The views of J1924–2914 and the other targets of the EHT project are enhanced through very long baseline interferometry, in which multiple telescopes are synchronized to achieve a resolution equivalent to that of a single telescope with a diameter the size of the entire array (see the Quick Study by Dimitrios Psaltis and Feryal Özel, Physics Today, April 2018, page 70). By combining the EHT observations with those also made in April 2017 by two other telescope arrays, the researchers attained images of the black hole (like the one at left in the first figure) with a resolution of 0.1 parsec. That’s not enough to resolve the event horizon, as the EHT famously did for its primary targets, but sufficient to study the blazar’s inner anatomy and jet morphology.

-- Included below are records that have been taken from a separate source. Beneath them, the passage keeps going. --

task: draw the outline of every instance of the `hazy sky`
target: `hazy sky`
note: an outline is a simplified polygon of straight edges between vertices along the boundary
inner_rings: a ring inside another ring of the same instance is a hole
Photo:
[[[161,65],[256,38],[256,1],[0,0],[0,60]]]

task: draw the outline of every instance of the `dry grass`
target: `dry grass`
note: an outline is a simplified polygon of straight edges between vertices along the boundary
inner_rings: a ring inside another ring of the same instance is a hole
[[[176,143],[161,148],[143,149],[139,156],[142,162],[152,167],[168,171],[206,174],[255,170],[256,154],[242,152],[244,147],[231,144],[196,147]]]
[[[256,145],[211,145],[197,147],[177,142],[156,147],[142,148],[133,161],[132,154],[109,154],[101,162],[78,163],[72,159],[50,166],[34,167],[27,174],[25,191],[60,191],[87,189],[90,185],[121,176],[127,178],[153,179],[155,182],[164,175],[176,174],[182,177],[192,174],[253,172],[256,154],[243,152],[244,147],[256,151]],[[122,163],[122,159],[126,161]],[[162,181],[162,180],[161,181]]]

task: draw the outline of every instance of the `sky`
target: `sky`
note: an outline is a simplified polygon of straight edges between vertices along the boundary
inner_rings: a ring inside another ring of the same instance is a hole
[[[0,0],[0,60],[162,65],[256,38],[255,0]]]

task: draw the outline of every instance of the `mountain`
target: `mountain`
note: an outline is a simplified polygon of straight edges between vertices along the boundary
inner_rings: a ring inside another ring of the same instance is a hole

The data encompassed measurements at four radio frequencies and linear polarization information (see Physics Today, June 2021, page 16).

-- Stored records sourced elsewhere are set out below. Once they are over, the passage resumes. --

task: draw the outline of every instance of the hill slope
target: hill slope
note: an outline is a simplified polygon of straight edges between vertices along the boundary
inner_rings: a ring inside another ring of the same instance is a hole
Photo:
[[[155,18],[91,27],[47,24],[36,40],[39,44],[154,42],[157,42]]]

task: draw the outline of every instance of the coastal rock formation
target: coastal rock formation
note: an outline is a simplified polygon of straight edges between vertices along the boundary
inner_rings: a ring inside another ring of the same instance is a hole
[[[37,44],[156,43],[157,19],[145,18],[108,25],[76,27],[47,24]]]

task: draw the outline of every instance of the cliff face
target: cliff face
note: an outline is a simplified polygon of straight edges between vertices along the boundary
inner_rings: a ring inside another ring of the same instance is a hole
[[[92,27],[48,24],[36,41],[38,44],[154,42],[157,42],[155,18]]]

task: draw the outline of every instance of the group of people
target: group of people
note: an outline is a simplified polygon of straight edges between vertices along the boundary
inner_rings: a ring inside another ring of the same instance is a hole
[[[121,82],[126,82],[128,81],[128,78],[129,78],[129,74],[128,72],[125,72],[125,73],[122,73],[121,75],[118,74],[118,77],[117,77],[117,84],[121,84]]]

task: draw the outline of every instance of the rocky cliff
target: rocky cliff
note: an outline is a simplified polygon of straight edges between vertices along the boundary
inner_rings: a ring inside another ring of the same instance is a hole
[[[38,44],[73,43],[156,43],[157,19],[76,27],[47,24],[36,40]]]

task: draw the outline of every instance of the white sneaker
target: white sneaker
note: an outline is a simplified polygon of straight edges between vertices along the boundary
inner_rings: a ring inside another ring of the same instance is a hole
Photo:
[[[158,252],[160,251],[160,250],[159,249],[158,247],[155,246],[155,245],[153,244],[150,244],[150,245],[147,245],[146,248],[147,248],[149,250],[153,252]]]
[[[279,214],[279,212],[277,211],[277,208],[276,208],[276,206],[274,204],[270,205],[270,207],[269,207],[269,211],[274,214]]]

Issaoun, Wielgus, and colleagues discovered a radial polarization pattern (first figure, right) near the black hole’s core. That orientation suggests the existence of a strong toroidal magnetic field near the event horizon and perhaps a helical one that wraps around the base of the jet and focuses the exiting beam of particles and radiation. Farther from the blazar, the researchers found that the jet’s orientation seemed to vary depending on the frequency of the observation. At high frequencies, which can best capture the opaque environment near the black hole, the jet was rotated about 90 degrees from its observed position at low frequencies, which gives a fuzzier, more zoomed-out picture of the jet (second figure). The team interprets those measurements as evidence that the jet itself twists like a spiral. Theorists have proposed several possibilities that could result in such a helical morphology, including the gravitational influence of a nearby smaller black hole. (S. Issaoun et al., Astrophys. J. 934, 145, 2022.)